The government is also introducing micro-reforms to encourage more private sector interest in infrastructure. The most significant is the introduction of more public-private partnerships, with the auctioning of concessions for big airports in São Paulo, nearby Campinas, and Brasília earlier this year. In August, the government also announced the auction of R$133bn ($65.6bn) of road and railway concessions.
The success of these ventures, however, will depend on how well they are structured. A report by the Institute for Applied Economic Research, the Brazilian government think-tank, shows that many of the concessions for the most lucrative highways in the country have already been sold to private sector operators, for instance.
The remainder will need to offer a mixture of toll revenue and government contributions if they are to deliver sufficient returns to attract private sector interest. In spite of having world-class construction and infrastructure companies in Brazil, complicated project finance is still a relatively new area for the country.
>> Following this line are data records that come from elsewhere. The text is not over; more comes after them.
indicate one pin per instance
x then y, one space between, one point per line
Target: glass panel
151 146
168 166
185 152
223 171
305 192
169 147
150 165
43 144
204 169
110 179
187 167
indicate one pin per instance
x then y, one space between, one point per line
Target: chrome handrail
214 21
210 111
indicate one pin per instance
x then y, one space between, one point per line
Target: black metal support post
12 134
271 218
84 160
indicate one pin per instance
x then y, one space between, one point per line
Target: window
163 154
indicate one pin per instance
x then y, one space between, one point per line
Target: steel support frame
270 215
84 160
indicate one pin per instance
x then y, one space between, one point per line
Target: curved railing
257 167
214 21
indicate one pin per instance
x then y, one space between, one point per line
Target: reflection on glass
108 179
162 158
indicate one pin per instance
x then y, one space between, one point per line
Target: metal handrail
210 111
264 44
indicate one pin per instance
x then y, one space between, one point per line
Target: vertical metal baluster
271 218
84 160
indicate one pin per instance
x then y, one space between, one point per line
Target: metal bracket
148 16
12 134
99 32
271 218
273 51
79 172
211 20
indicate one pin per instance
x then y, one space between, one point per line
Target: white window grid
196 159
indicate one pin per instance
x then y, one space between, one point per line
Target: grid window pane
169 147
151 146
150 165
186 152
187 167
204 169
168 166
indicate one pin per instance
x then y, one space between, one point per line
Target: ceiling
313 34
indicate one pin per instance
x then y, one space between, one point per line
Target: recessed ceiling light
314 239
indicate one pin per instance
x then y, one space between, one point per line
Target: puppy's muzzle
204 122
“The demand exists in Brazil, but you have to have well-structured projects. I think this is one of the main challenges,” says Glaucia Calp, head of the Latin America infrastructure team for Fitch Ratings.
AMONG THE BIGGEST RECENT micro-reforms is a waiver of income tax on infrastructure debentures that would reduce the tax rate from between 15 per cent and 22.5 per cent to zero for individual investors, and 15 per cent for companies.
While the new debentures are not expected to replace BNDES loans in the short to medium term, they could prove handy for items that the development bank cannot finance. Companies could use the proceeds of the bonds to pay annual concession fees to the government – an area off limits for BNDES.
Although none have yet been issued, Autoban, a unit of large toll road operator CCR, was recently reported as considering about R$1bn of issuance, of which part would be sold to individual investors subject to the new income tax exemption.
“You could have very positive demand for these types of instruments from local pension funds,” says Alexandre Leite, vice-president and senior analyst at Moody’s, the rating agency. “They have to meet actuarial targets of 6 per cent in real terms and these infrastructure debentures could be a natural choice.”